The Metro: O'Donnell

All over Spain there's no shortage of Irish bars - O'Neill's, O'Reilly's, Finnegan's, O'Connor's....
O'Donnell however is not one of them. One stop in the other direction from Manuel Becerra, this Metro station is named for its location on Calle O'Donnell, which in turn is named after this bloke, Leopoldo: 

What on earth is an Irishman doing commemorated amongst the famous names of Spain, you might ask, somewhat racistly. Well, it turns out he's as Spanish as paella, tortilla, and siestas. Born in Tenerife in 1809, he was Spain's Prime Minister not once but three times, and gave his name to not one but two barrios of Madrid - O'Donnell, and Tetuán (of which he was Duke).

So what did he do? Well, he led a failed coup, was exiled, returned to favour, was in charge of a brutal repression of Cuba, aggressively pursued imperial expansion, led the army in its invasion of Morocco, foiled a revolt and was finally dismissed by the Queen for brutality.
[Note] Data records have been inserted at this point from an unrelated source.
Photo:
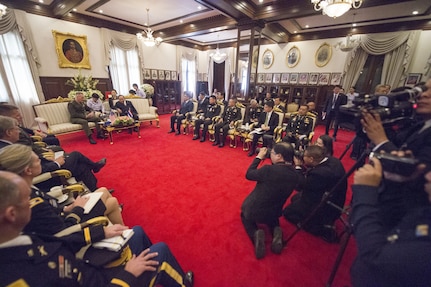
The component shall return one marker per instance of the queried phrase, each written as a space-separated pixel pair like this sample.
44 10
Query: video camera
392 108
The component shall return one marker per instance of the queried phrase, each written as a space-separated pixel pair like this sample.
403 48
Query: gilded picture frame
323 55
267 59
72 50
293 56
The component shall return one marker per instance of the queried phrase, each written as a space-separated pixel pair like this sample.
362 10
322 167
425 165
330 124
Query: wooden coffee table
110 129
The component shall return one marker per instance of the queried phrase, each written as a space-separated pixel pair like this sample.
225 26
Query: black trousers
250 224
333 115
178 119
205 128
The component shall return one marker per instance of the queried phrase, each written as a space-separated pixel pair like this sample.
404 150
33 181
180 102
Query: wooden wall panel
53 87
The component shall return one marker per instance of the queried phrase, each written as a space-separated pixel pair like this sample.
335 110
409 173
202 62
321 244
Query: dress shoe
259 243
189 278
92 141
277 240
101 163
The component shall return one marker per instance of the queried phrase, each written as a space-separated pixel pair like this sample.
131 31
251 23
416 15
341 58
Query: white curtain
17 85
124 68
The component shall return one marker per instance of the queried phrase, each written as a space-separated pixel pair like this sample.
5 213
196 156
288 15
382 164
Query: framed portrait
293 78
313 78
323 55
147 74
276 78
324 79
173 75
267 59
154 75
413 79
167 75
335 79
268 78
72 51
293 56
261 78
255 58
284 78
303 78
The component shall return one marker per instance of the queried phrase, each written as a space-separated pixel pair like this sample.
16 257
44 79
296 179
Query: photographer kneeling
400 257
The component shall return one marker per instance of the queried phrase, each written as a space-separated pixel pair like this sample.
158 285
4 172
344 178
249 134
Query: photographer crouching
399 198
399 257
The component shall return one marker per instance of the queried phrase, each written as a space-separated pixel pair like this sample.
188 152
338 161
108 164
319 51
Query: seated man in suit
278 105
231 114
34 255
211 110
253 112
322 174
299 127
268 121
81 114
126 108
264 204
178 116
13 111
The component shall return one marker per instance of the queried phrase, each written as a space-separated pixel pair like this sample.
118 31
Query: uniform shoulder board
35 201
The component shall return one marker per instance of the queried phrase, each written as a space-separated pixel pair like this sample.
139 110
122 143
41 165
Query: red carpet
188 194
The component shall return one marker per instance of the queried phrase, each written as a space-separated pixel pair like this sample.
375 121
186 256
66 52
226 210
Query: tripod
325 200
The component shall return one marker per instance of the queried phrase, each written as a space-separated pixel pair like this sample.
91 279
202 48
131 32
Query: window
124 69
189 75
16 81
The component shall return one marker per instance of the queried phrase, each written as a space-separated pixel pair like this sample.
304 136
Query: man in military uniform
299 127
81 114
253 112
231 114
268 121
29 260
212 110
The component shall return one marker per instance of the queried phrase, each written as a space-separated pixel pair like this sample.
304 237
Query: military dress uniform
298 126
230 114
210 112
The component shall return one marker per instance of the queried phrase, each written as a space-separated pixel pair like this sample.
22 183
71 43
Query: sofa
53 116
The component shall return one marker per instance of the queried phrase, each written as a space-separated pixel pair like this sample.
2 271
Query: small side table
110 129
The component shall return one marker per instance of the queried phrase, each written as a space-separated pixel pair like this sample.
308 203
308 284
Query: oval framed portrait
323 55
293 56
267 59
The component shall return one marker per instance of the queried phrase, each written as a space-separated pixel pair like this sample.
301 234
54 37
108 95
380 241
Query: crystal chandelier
2 10
335 8
148 38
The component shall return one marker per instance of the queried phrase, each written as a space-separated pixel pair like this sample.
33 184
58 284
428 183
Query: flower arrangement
122 121
84 84
148 89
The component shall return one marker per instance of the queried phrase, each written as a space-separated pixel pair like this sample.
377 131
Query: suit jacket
186 107
78 110
125 108
272 123
341 100
316 182
274 185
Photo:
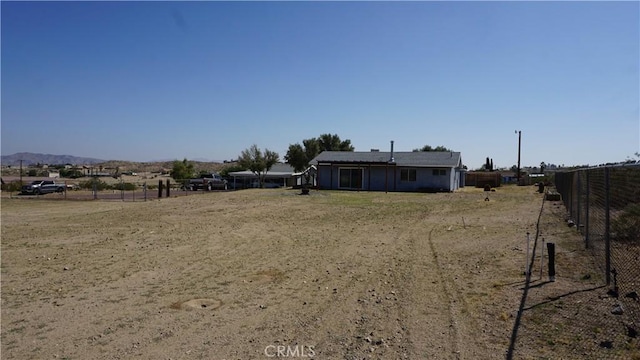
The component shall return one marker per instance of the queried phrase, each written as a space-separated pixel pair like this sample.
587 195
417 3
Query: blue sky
145 81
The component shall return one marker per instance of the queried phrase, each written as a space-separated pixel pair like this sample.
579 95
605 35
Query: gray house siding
386 178
375 171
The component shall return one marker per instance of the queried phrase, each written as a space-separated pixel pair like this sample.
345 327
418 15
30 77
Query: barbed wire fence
95 189
604 204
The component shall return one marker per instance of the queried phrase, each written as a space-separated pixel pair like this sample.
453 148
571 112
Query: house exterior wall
389 178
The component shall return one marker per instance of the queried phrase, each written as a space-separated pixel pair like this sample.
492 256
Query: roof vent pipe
392 159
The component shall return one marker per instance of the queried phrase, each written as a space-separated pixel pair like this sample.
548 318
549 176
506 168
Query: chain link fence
604 204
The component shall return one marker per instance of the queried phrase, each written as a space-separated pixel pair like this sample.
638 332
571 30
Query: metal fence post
607 238
578 202
586 220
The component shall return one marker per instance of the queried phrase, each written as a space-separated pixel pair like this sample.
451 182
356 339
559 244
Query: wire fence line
131 192
604 204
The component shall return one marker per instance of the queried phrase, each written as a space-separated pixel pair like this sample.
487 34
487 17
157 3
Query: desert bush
626 226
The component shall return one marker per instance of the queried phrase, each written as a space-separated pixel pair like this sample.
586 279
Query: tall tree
182 170
299 156
329 142
256 161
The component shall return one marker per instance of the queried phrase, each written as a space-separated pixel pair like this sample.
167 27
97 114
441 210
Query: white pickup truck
43 187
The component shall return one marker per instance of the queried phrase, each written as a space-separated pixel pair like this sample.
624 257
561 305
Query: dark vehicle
208 182
43 187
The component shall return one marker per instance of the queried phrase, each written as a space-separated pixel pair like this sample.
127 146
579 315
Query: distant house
53 174
280 175
428 171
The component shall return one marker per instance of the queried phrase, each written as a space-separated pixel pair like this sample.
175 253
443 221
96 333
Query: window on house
351 178
407 174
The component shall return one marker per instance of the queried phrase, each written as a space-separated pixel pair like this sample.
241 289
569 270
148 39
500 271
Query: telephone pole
519 146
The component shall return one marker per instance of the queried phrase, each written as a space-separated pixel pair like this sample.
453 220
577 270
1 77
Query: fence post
578 202
551 252
570 192
586 217
607 238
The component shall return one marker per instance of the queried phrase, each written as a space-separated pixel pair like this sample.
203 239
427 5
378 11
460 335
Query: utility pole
519 146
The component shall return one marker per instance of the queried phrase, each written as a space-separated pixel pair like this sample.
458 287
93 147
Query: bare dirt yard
259 274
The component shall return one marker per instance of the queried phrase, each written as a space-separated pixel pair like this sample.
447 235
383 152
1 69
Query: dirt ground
258 274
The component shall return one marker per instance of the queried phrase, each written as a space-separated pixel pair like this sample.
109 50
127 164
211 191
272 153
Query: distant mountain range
31 158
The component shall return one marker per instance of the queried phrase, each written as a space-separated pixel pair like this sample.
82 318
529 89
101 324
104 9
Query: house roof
412 158
276 171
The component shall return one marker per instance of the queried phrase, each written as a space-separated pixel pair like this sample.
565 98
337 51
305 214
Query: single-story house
280 175
427 171
301 178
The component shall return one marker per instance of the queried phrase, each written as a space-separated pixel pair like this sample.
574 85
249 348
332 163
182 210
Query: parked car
43 187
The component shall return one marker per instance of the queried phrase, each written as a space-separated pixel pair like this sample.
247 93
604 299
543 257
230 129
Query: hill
49 159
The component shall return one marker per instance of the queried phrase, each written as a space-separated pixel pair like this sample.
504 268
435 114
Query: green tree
430 148
299 156
329 142
254 160
224 172
182 170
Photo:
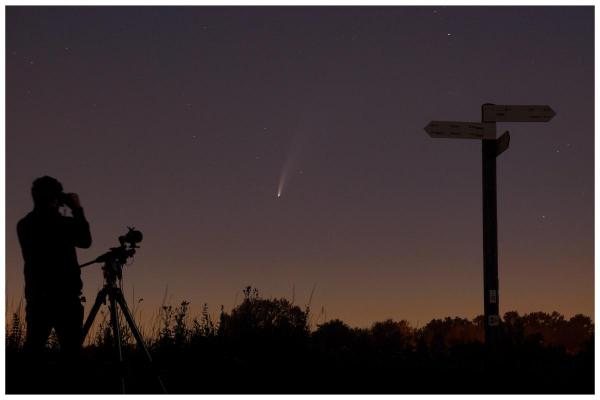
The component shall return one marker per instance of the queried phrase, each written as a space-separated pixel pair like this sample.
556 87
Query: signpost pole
491 147
490 243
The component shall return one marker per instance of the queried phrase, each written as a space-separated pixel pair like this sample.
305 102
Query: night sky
186 121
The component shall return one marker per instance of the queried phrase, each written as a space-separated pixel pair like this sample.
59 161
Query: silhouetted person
52 275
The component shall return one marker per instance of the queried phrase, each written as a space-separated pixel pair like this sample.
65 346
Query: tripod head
116 257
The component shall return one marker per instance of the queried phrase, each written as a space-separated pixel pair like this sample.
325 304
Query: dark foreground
464 369
266 346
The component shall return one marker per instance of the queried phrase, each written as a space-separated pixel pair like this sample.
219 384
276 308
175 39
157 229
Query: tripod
112 268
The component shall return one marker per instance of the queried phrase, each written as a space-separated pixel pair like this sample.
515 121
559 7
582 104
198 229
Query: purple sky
180 121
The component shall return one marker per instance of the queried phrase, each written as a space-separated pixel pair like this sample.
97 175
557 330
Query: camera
132 237
65 200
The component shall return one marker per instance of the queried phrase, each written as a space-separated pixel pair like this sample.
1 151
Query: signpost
491 148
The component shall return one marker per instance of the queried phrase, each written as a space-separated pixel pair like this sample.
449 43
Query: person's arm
82 236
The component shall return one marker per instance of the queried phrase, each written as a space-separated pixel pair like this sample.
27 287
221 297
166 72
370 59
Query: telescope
114 260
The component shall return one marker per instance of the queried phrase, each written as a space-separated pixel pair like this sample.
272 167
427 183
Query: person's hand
73 200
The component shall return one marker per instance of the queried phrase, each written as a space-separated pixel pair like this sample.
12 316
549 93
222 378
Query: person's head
46 192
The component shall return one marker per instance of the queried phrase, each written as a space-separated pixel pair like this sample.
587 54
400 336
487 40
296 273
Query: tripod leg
137 335
117 337
100 299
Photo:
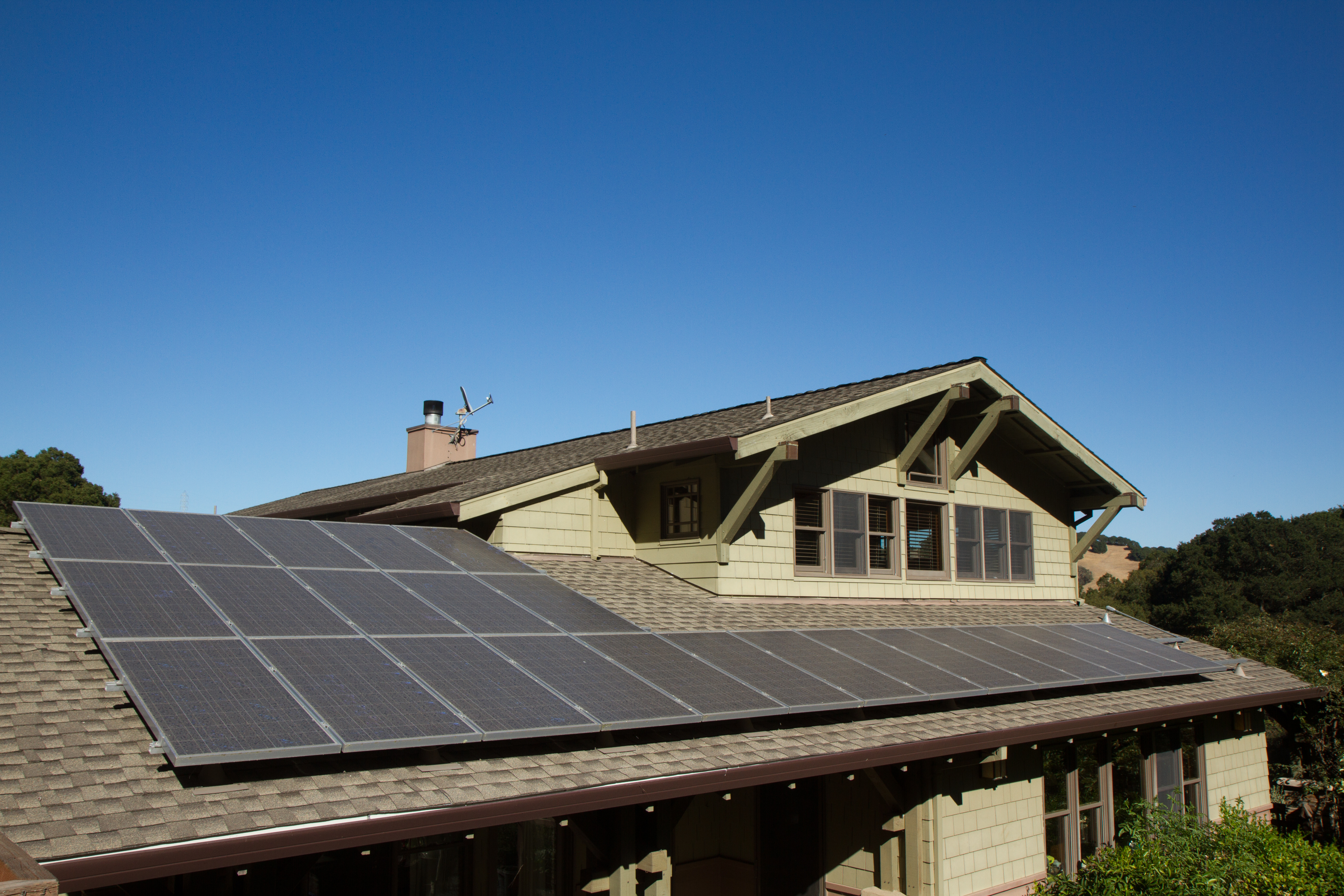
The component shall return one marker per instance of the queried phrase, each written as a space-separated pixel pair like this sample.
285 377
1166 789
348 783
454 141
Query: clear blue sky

So not an entirely spotless career then, but enough to be remembered, evidently. And his name? He was the descendent of an Irish king no less, but it was his grandfather who first took the O'Donnell name to Spain, after becoming a general in the Irlanda regiment of the Spanish army. Due to their common Catholic beliefs, Irishmen had been fighting for Spain since 1580. The O'Donnells became part of the noble families not just of Spain, but France and Austria as well, and their descendents are still around today.